Anayasa’nın 162. Maddesi’nde “Anayasa kuralları kısmen veya tamamen ancak Cumhuriyet Meclisinin en az on üyesinin önerisi ve üye tamsayısının üçte iki çoğunluğunun oyuyla değiştirilebilir...” hükmü yer almıştır. Bu anayasal hükümlere işaret etmekteki maksadım, bugünlerde sistem ve bu çerçevede KKTC’nin isminin değiştirilmesi için Anayasa değişikliğine başvurulması halinde KKTC Cumhuriyet Meclisi’nde üye tam sayısının üçte iki çoğunluğunun sağlamasının mümkün olup olmayacağını isabetle değerlendirilmesi gerektiğini vurgulamaktır.

“Egemen eşitlik temelinde iki devletli çözüm” söylemimizin eyleme dönüştürülebilmesi için uluslararası camia önünde kararlılığımızı yansıtacak somut adımların atılmasının gerektiği bir dönemde, KKTC iç politikasında cepheleşmeye yol açacak anayasal tartışma başlatılmasının Dava açısından yararlı olmayacağını düşünüyorum. İsim değişikliğine gidilecekse bile bunun Türkiye tarafından öneriliyormuş ve/veya dayatılıyormuş görüntüsünün ortaya çıkmaması da elbette gereklidir.

​​​​​​​

İsim Değişikliğinin bir başka önemli veçhesi de vardır: KKTC Sayın Başbakan Yardımcısı bu konudaki düşüncesini açıklarken şu sözleri de dile getirmiş: “Kıbrıs Türk Devleti olarak değiştirmek. Bu isim bize Annan Planında BM tarafından verilmişti. İKO’da da bu şekilde gözlemci üye olarak bulunuyoruz.” Kıbrıs konusunun siyasî ve diplomatik boyutları çok karmaşıktır.

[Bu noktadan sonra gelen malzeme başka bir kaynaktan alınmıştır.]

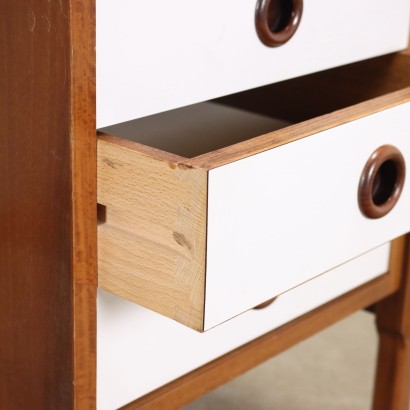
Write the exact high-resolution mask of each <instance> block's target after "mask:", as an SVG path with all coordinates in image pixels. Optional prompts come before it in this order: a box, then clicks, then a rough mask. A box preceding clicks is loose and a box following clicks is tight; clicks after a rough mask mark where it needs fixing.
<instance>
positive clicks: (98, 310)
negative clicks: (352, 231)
mask: <svg viewBox="0 0 410 410" xmlns="http://www.w3.org/2000/svg"><path fill="white" fill-rule="evenodd" d="M389 248H390V246H389V244H386V245H383V246H381V247H379V248H377V249H375V250H373V251H371V252H369V253H367V254H365V255H362V256H361V257H360V258H357V259H354V260H352V261H350V262H349V263H346V264H345V265H342V266H340V267H338V268H337V269H334V270H332V271H330V272H327V273H325V274H324V275H321V276H319V277H317V278H315V279H313V280H311V281H309V282H307V283H305V284H303V285H301V286H299V287H296V288H294V289H292V290H291V291H289V292H287V293H285V294H283V295H281V296H279V297H278V298H277V299H276V300H275V301H274V302H273V303H272V304H271V305H270V306H269V307H267V308H265V309H262V310H251V311H249V312H247V313H245V314H243V315H241V316H239V317H237V318H235V319H232V320H231V321H229V322H227V323H224V324H223V325H221V326H218V327H217V328H215V329H212V330H210V331H209V332H206V333H202V334H199V333H197V332H194V331H192V330H191V329H188V328H187V327H185V326H182V325H180V324H178V323H175V322H173V321H171V320H168V319H167V318H164V317H162V316H160V315H157V314H155V313H153V312H150V311H148V310H146V309H144V308H142V307H140V306H137V305H134V304H133V303H130V302H127V301H125V300H123V299H120V298H117V297H115V296H113V295H110V294H108V293H106V292H104V291H100V292H99V294H98V305H97V306H98V311H97V313H98V314H97V318H98V326H97V330H98V334H97V342H98V346H97V372H98V373H97V383H98V385H97V402H98V406H97V408H98V409H99V410H112V409H118V408H120V407H121V406H123V405H125V404H127V403H129V402H131V401H133V400H135V399H137V398H139V397H141V396H143V395H145V394H147V393H149V392H151V391H153V390H155V389H157V388H159V387H161V386H163V385H165V384H167V383H169V382H171V381H172V380H175V379H177V378H179V377H181V376H183V375H184V374H186V373H188V372H190V371H192V370H194V369H196V368H198V367H200V366H202V365H204V364H206V363H209V362H210V361H212V360H214V359H215V358H217V357H219V356H222V355H224V354H225V353H227V352H229V351H231V350H233V349H235V348H237V347H239V346H241V345H243V344H245V343H247V342H250V341H251V340H253V339H255V338H257V337H259V336H261V335H263V334H265V333H267V332H269V331H271V330H273V329H276V328H278V327H279V326H282V325H283V324H285V323H287V322H289V321H291V320H293V319H295V318H297V317H299V316H300V315H303V314H304V313H307V312H308V311H310V310H312V309H315V308H316V307H318V306H320V305H322V304H323V303H326V302H328V301H330V300H333V299H335V298H336V297H338V296H340V295H341V294H343V293H345V292H347V291H349V290H350V289H352V288H356V287H358V286H360V285H361V284H363V283H365V282H367V281H369V280H372V279H373V278H376V277H378V276H379V275H382V274H383V273H384V272H386V271H387V269H388V259H389Z"/></svg>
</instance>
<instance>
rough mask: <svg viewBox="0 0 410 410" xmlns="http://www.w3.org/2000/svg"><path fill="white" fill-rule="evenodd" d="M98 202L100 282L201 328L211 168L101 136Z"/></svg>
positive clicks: (165, 313) (202, 309) (204, 272)
mask: <svg viewBox="0 0 410 410" xmlns="http://www.w3.org/2000/svg"><path fill="white" fill-rule="evenodd" d="M98 203H99V204H102V205H104V206H106V222H105V223H104V224H101V225H100V226H99V228H98V254H99V268H98V269H99V286H100V287H102V288H104V289H106V290H109V291H111V292H112V293H115V294H117V295H119V296H122V297H124V298H126V299H129V300H132V301H134V302H136V303H139V304H141V305H143V306H145V307H147V308H149V309H152V310H155V311H156V312H159V313H162V314H164V315H166V316H168V317H171V318H173V319H175V320H177V321H179V322H181V323H183V324H185V325H187V326H190V327H193V328H194V329H196V330H200V331H202V330H203V321H204V300H205V248H206V226H207V223H206V211H207V173H206V171H203V170H200V169H192V168H189V167H186V166H184V165H183V164H182V163H180V162H179V157H177V156H174V155H171V154H166V153H164V154H161V151H159V150H154V149H148V148H146V147H145V148H144V147H142V146H141V145H140V144H137V143H132V142H127V143H125V144H124V143H120V144H118V139H113V138H112V137H109V136H100V138H99V141H98Z"/></svg>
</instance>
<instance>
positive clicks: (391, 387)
mask: <svg viewBox="0 0 410 410" xmlns="http://www.w3.org/2000/svg"><path fill="white" fill-rule="evenodd" d="M402 269H403V274H402V281H401V286H400V290H399V292H397V293H395V294H393V295H392V296H390V297H389V298H387V299H385V300H384V301H382V302H380V303H378V304H377V305H376V314H377V327H378V330H379V335H380V345H379V354H378V367H377V374H376V385H375V390H374V401H373V409H374V410H386V409H388V410H408V408H409V404H410V236H407V241H406V247H405V258H404V263H403V266H402Z"/></svg>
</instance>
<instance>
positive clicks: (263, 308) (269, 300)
mask: <svg viewBox="0 0 410 410" xmlns="http://www.w3.org/2000/svg"><path fill="white" fill-rule="evenodd" d="M276 299H277V297H274V298H272V299H269V300H267V301H266V302H263V303H261V304H260V305H258V306H255V307H254V309H255V310H260V309H265V308H266V307H268V306H270V305H271V304H272V303H273V302H274V301H275V300H276Z"/></svg>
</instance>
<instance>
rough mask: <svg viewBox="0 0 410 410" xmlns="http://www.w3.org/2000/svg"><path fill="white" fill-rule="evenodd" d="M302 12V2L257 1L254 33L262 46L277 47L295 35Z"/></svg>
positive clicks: (291, 1) (302, 11)
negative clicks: (255, 28) (266, 45)
mask: <svg viewBox="0 0 410 410" xmlns="http://www.w3.org/2000/svg"><path fill="white" fill-rule="evenodd" d="M302 12H303V0H258V2H257V3H256V14H255V23H256V31H257V33H258V36H259V38H260V40H261V41H262V43H263V44H265V45H267V46H269V47H277V46H281V45H282V44H285V43H286V42H287V41H289V40H290V39H291V37H292V36H293V35H294V34H295V33H296V30H297V29H298V27H299V23H300V20H301V18H302Z"/></svg>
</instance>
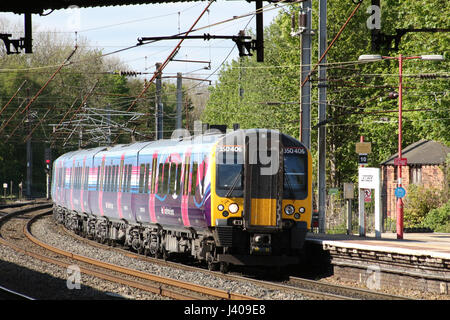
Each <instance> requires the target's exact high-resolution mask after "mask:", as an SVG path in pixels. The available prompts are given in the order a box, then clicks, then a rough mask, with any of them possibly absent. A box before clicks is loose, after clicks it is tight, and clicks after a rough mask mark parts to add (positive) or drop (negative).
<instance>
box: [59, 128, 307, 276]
mask: <svg viewBox="0 0 450 320" xmlns="http://www.w3.org/2000/svg"><path fill="white" fill-rule="evenodd" d="M311 170H312V168H311V155H310V153H309V151H308V150H307V149H306V148H305V147H304V146H303V145H302V144H301V143H300V142H299V141H297V140H295V139H294V138H292V137H290V136H287V135H284V134H281V133H279V132H278V131H274V130H266V129H251V130H237V131H233V132H231V133H227V134H205V135H201V136H195V137H193V138H192V137H189V138H185V139H170V140H158V141H151V142H150V141H149V142H137V143H133V144H128V145H117V146H114V147H98V148H93V149H89V150H77V151H73V152H69V153H67V154H64V155H62V156H61V157H59V158H58V159H56V160H55V161H54V163H53V176H52V177H53V180H52V198H53V202H54V214H55V218H56V219H57V220H58V221H59V222H61V223H64V224H65V225H66V227H68V228H69V229H71V230H73V231H75V232H76V233H79V234H82V235H85V236H87V237H90V238H93V239H97V240H98V241H101V242H106V241H108V243H112V242H119V243H122V244H124V245H126V246H129V247H132V248H133V249H135V250H137V251H139V252H142V253H145V254H151V255H154V256H157V257H167V256H169V255H171V254H182V255H186V256H191V257H194V258H196V259H199V260H203V261H206V262H207V263H208V266H209V267H210V268H211V269H214V268H216V267H218V266H220V267H221V269H222V271H225V270H226V269H227V267H228V266H229V265H233V264H234V265H265V266H269V265H270V266H282V265H287V264H294V263H297V262H298V261H299V260H298V259H299V254H298V253H299V251H300V250H301V248H302V246H303V242H304V239H305V235H306V231H307V230H308V229H309V227H310V221H311V205H312V198H311V193H312V190H311Z"/></svg>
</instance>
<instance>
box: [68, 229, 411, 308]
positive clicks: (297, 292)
mask: <svg viewBox="0 0 450 320" xmlns="http://www.w3.org/2000/svg"><path fill="white" fill-rule="evenodd" d="M60 229H61V230H62V231H63V232H65V233H66V234H68V235H70V236H71V237H73V238H75V239H77V240H79V241H81V242H86V243H89V244H90V245H92V246H95V247H99V248H102V249H104V250H113V251H118V252H121V253H122V254H124V255H126V256H128V257H131V258H133V259H139V260H143V261H148V262H149V263H154V264H159V265H163V266H168V267H173V268H177V269H183V270H187V271H192V272H201V273H204V274H210V275H214V276H215V277H220V278H223V279H225V280H231V281H241V282H251V283H254V284H255V285H258V286H262V287H265V288H267V289H268V290H279V291H292V292H295V293H298V294H302V295H304V296H306V297H308V298H310V299H319V300H406V299H408V298H405V297H401V296H395V295H389V294H384V293H378V292H374V291H369V290H363V289H358V288H351V287H345V286H339V285H332V284H327V283H323V282H320V281H313V280H308V279H302V278H296V277H290V278H289V280H288V281H287V282H284V283H277V282H272V281H261V280H256V279H252V278H249V277H244V276H241V275H236V274H222V273H219V272H214V271H209V270H206V269H204V268H199V267H195V266H190V265H186V264H183V263H177V262H171V261H166V260H162V259H156V258H151V257H147V256H143V255H141V254H137V253H133V252H131V251H129V250H127V249H123V248H118V247H110V246H108V245H104V244H100V243H97V242H95V241H93V240H88V239H86V238H83V237H80V236H78V235H76V234H74V233H73V232H71V231H68V230H67V229H65V228H64V227H62V226H61V227H60Z"/></svg>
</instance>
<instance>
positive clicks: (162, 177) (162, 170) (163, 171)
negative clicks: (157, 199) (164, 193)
mask: <svg viewBox="0 0 450 320" xmlns="http://www.w3.org/2000/svg"><path fill="white" fill-rule="evenodd" d="M163 184H164V163H160V164H159V168H158V194H159V195H163V194H164V188H163Z"/></svg>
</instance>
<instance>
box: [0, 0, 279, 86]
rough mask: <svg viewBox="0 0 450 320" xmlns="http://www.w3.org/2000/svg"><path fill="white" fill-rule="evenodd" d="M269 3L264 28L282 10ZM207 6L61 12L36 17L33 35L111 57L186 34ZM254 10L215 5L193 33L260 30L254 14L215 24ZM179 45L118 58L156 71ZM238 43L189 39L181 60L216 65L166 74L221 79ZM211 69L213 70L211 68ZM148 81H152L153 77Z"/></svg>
mask: <svg viewBox="0 0 450 320" xmlns="http://www.w3.org/2000/svg"><path fill="white" fill-rule="evenodd" d="M263 5H264V6H267V7H265V9H267V10H265V12H264V25H265V26H267V25H269V24H270V23H271V21H272V20H273V18H274V17H275V16H276V15H278V12H279V10H281V9H279V8H275V7H274V6H273V5H270V4H268V3H266V2H264V3H263ZM206 6H207V2H206V1H196V2H183V3H166V4H148V5H133V6H114V7H99V8H76V7H75V8H72V9H65V10H55V11H53V12H51V13H50V14H49V15H47V16H39V15H33V16H32V21H33V32H49V31H51V32H55V31H56V32H59V33H64V34H67V35H69V36H71V37H72V39H73V41H74V45H75V42H76V39H81V38H84V39H87V40H88V41H89V44H90V45H91V46H92V47H93V48H95V47H97V48H101V49H102V50H103V53H107V52H112V51H115V50H118V49H122V48H125V47H129V46H134V45H136V44H137V43H138V41H137V39H138V38H141V37H152V36H170V35H174V34H178V33H179V32H185V31H187V30H188V29H189V28H190V27H191V25H192V24H193V23H194V21H195V20H196V19H197V18H198V17H199V15H200V14H201V12H202V11H203V10H204V8H206ZM254 10H255V3H254V2H252V3H248V2H246V1H242V0H231V1H225V0H218V1H216V2H214V3H213V4H212V5H211V6H210V8H209V12H207V13H205V14H204V15H203V17H202V19H201V20H200V21H199V22H198V23H197V25H196V28H198V27H205V26H206V28H204V29H202V30H199V31H197V32H195V33H191V34H192V35H194V34H196V35H203V33H209V34H211V35H237V34H238V32H239V30H243V29H245V28H246V26H247V29H252V30H255V21H256V19H255V18H254V16H253V15H251V16H247V17H245V18H241V19H234V20H232V21H230V22H227V23H221V24H218V25H216V26H210V25H211V24H216V23H218V22H222V21H224V20H227V19H232V18H233V17H234V16H241V15H244V14H248V13H251V12H253V11H254ZM45 13H48V12H44V14H45ZM0 18H7V19H8V20H10V21H11V22H13V23H17V24H19V25H21V24H22V25H23V15H16V14H10V13H1V14H0ZM178 42H179V40H165V41H159V42H156V43H154V44H147V45H144V46H139V47H136V48H133V49H130V50H126V51H122V52H120V53H116V54H114V55H113V56H115V57H118V58H120V60H121V61H122V62H123V63H125V64H126V65H127V66H128V67H129V70H130V71H138V72H149V73H153V72H154V71H155V63H157V62H164V61H165V60H166V58H167V57H168V55H169V54H170V53H171V52H172V50H173V49H174V48H175V46H176V44H177V43H178ZM234 44H235V43H234V42H233V41H232V40H210V41H204V40H185V41H184V42H183V44H182V48H181V49H180V51H179V52H178V54H177V55H176V57H175V59H178V60H193V61H208V62H209V61H210V62H211V63H210V65H209V64H208V63H196V62H174V61H172V62H170V63H169V64H168V65H167V67H166V68H165V69H164V71H163V73H164V74H163V75H165V76H175V75H176V73H177V72H182V73H183V75H185V76H190V77H195V78H199V79H205V78H207V77H208V76H209V80H213V81H216V80H217V74H218V71H217V72H216V73H215V74H213V75H211V74H212V73H213V72H214V71H216V70H217V69H218V68H220V66H221V64H222V63H223V61H224V60H225V59H226V58H227V56H228V55H229V57H228V61H230V60H231V59H235V58H237V57H238V50H237V48H234V49H233V47H234ZM230 52H231V54H230ZM209 67H210V69H209V70H207V69H205V68H209ZM146 77H147V78H150V77H151V74H149V75H148V76H146Z"/></svg>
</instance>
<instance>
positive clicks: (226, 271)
mask: <svg viewBox="0 0 450 320" xmlns="http://www.w3.org/2000/svg"><path fill="white" fill-rule="evenodd" d="M229 271H230V264H229V263H228V262H221V263H220V272H222V273H228V272H229Z"/></svg>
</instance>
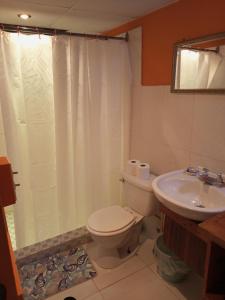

Konu gelişmelerin seyrinin, kavramların iyi bilinmesini ve kullanılmasını gerektirmektedir.

​​​​​​​

Annan Plânı döneminde KKTC halkını yanıltmak için toplum mühendisliği ustaca kullanılmış; acımasız bir algı operasyonu cereyan etmiştir. Annan Plânı’nın orijinal metni İngilizcedir. Annan Plânı iki bağımsız ve egemen devletli bir yapı değil, Kıbrıs Cumhuriyeti Devleti’nin varlığını esas alan kısa sürede aşınmaya açık iki kesimli, iki toplumlu, iki eyaletli (veya kantonlu veya vilâyetli), adı federasyon kendisi gerçek bir federasyon olmayan bir anayasal yapı öngörmekteydi.  Plân’ın Kuruluş Anlaşması’nın 2. Maddesi’nde 1. Fıkrası’nda şu açıklayıcı hüküm vardı: “The status and relationship of the United Cyprus Republic, its federal government, and its constituent states, is modeled on the status and  relationship of Switzerland, its federal government, and its cantons.” Türkçe Metin:  “Birleşik Kıbrıs Cumhuriyeti, Federal Hükümeti ve Kurucu Devletlerinin statüsü ve ilişkilerinde, İsviçre’nin Federal Hükümeti ve kantonları ile olan ilişkisi ve statüsü model olarak alınmıştır.”

​​​​​​​

İsviçre’de Kantonlar “bağımsız, egemen” devletler midir? Annan Plânı’nda “state” kelimesi kullanılmıştır. Yani “eyalet” (New York State gibi). Ama bu “state” kelimesi maalesef metindeki asıl anlamından saptırılarak Türkçe’ye “devlet” olarak tercüme edilmiştir.  Ayrıca, Plân’da “oluşturucu” anlamına gelen “constituent” kelimesi de Kıbrıs Türk halkında farklı algı yaratmak için “kurucu” olarak Türkçe metne geçirilmiştir. “Kurucu devlet” algısı yaratılmıştır.

​​​​​​​

Gelelim, sayın Başbakan Yardımcısı’nın “İKO’da da bu şekilde gözlemci üye olarak bulunuyoruz” ifadesine.  Doğrudur! KKTC İİT’de (eski İKO) Annan Plânı’nda KKTC’ne verilen “eyalet” statüsüyle üyedir.  Yani “Turkish Cypriot State – Kıbrıs Türk Eyaleti). Türkçe’de “state” kelimesi “aynı zamanda “devlet” anlamına da geldiği için, biz Kıbrıs Türk halkının İİT’de Devlet olarak temsil edildiğini, KKTC’nin İİT üyesi olduğunu sanıyoruz, avunuyoruz. Bu değerlendirmeyi ben yapmıyorum. İİT’in 14-16 Haziran 2004 tarihlerinde İstanbul’da yapılan 31. Dönem Dışişleri Bakanları toplantısında kabul edilen. 2/31-P sayılı Kararı’nın 8. Maddesi’ni okuyarak yazıyorum:  “8. Further decides that the Turkish Muslim people of Cyprus should continue to participate in the work, activities and meetings of all OIC organs under the name envisaged by the UN Secretary- General’s settlement plan.” Türkçesi:  “Ayrıca Kıbrıs Türk Müslüman halkının, BM Genel Sekreteri'nin çözüm plânında öngörülen isim altında tüm İKÖ (İİT) organlarının çalışmalarına, faaliyetlerine ve toplantılarına katılmaya devam etmesi gerektiğine karar verir.”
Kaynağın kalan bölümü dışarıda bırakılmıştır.